Further, as upstream regulators that affect the gene expression of the dataset, we identified several kinases (Table 9, Figure S4), which can target several genes of the data set. AKT (Protein kinase B, PKB) is one of 3 closely related serine/threonine-protein kinases (AKT1, Akt2, and AKT3), which regulates metabolism, proliferation, cell growth, and angiogenesis.21 The dataset of the present study showed that AKT is regulated by insulin, EGF (Epidermal Growth Factor), PDGF (Platelet-Derived Growth Factor complex), TNF, and IGFI (Insulin-Like Growth Factor 1), and it regulates downstream several TFs such as GS3 B (Glutamine synthetase root isozyme B), NOS3 (Nitric Oxide Synthase 3), FOXO1 (Forkhead Box O1), mTOR (Mechanistic Target Of Rapamycin Kinase), and NFKB (Nuclear Factor Kappa B). It affects glucose metabolism function through translocation of the SLC2A4/GLUT4 (Solute Carrier Family 2 Member 4) glucose transporter to the cell surface post-insulin signaling effect.21,22 The analysis of the present findings of the current study demonstrated that the expression of the dysregulated gene is controlled by many factors such as transcription factors, cellular kinases, growth factors and cytokines such as IL6, TNF, and LEP, and all of them are involved in consequence of the biological process, pathways and diseases associated with T2DM, as we discussed further in next paragraphs.

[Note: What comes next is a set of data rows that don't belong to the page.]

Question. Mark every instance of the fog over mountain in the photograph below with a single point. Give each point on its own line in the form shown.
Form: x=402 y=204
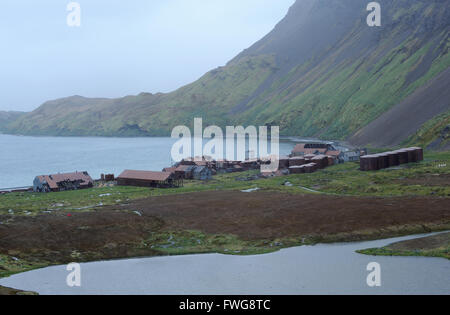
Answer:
x=321 y=72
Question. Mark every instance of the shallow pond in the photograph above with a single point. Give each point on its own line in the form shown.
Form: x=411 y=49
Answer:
x=320 y=269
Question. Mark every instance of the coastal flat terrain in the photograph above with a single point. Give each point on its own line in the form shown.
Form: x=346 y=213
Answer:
x=216 y=221
x=338 y=204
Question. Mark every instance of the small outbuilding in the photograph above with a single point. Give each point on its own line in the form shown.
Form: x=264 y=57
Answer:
x=148 y=179
x=62 y=182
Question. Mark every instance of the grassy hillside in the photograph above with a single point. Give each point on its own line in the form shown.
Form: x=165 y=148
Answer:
x=435 y=134
x=8 y=117
x=321 y=72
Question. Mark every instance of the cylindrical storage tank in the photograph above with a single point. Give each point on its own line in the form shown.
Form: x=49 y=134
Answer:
x=393 y=159
x=296 y=161
x=364 y=164
x=384 y=159
x=402 y=156
x=296 y=169
x=418 y=153
x=412 y=155
x=310 y=168
x=321 y=161
x=331 y=161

The canonical pathway analysis by the core analysis of IPA (Figure 1) indicated several critical signaling pathways involved in the pathogenesis of T2DM and its comorbidities, such as Retinoid X Receptors (RXRs), and Acute Phase Response Signaling in the dataset of T2 DM (Table 3, and supplementary Tables S2–S7). RXRs are nuclear receptors that affect biologic functions such as lipid metabolism, molecular transport, and small molecule biochemistry. Activation of RXR is involved in cholesterol efflux in macrophages through an effect by the following DRGs of apolipoproteins family; APOE, APOC1, APOC2, APOC4, while inhibiting APOA5. In hepatocytes, activation of APOA4 enhances cholesterol efflux. The apolipoprotein family is transporters that are involved in lipid metabolism, which altered in diabetes and predisposed to several disorders such as atherosclerosis and cardiovascular diseases.23 Furthermore, TNF alpha is one of the DRGs which is involved in the transport of lipids, steroids, and efflux of cholesterol. TNF uses different signaling pathways such as NFKBIA, and P38MAPK to exert its effect on lipid transport.24 Such data are supported with the related functions observed in the present study such as fat acid metabolism, and lipolysis (Figure S2), and are interconnected to hypertriglyceridemia as a top disease related to metabolic disorder and considered as the leading platform and risk factor for multiple disorders such as cardiovascular disorders, and progressive neurological disorders (Table 5). The data of the present study revealed another nuclear receptor that is the Farnesoid X Receptor (FXR). The FXR is a member of the nuclear family of receptors and has emerged as a critical player in the control of numerous metabolic pathways such as a sensor of bile acid and its regulation (Figure 2). Bile acid receptor plays a vital role in fat and glucose metabolism.25 The activation of the membrane G-protein receptor 5 (TGR5) by bile acids is associated with metabolic actions such as ameliorating insulin resistance via GLP-1 secretion.26

Furthermore, the acute phase response pathway is one of the significant pathways observed in the current dataset. The pathway and its molecules are involved in inflammation included upregulated proteins via NFKB (Nuclear Factor Kappa B) as an upstream regulator, which is connected with 2761 nodes and could elucidate the plethoric effects of the acute phase response signaling pathway. One of these disorders associated with acute inflammatory response is the damage of the kidney. (Figure 4A and B) displays the pathway which identifies that TNF and IL6 are upstream regulators mainly via binding of TNF to TNF receptors at the plasma membrane where it activates a cascade of nuclear factors such as jun (Jun Proto-Oncogene), Ep300 (E1A Binding Protein P300), NF-kB (Nuclear Factor Kappa B), and NF-IL6 which in turn activates downstream targets of several proteins. The following up-regulated proteins as downstream targets are; Complement factor B; CFB [a marker of acute injury in sepsis],27 Angiotensinogen; AGT [a biomarker of diabetic nephropathy],28 Interleukin 6; IL6 [a biomarker of ischemic acute kidney injury, diabetic nephropathy, IgA nephropathy, and lupus nephritis],29 and Complement component 4, binding protein, alpha and beta (CA4/C4B) [IgA nephropathy], Intercellular adhesion molecule 1 (ICAM1) [a biomarker of glomerulonephritis],30 Tumor necrosis factor (TNF) [a biomarker of nephropathies, including immune complex-mediated glomerulonephritis],31 and Vitamin D Binding Protein (GC) [a biomarker of diabetic nephropathy],28 all are involved in the damage of the kidney.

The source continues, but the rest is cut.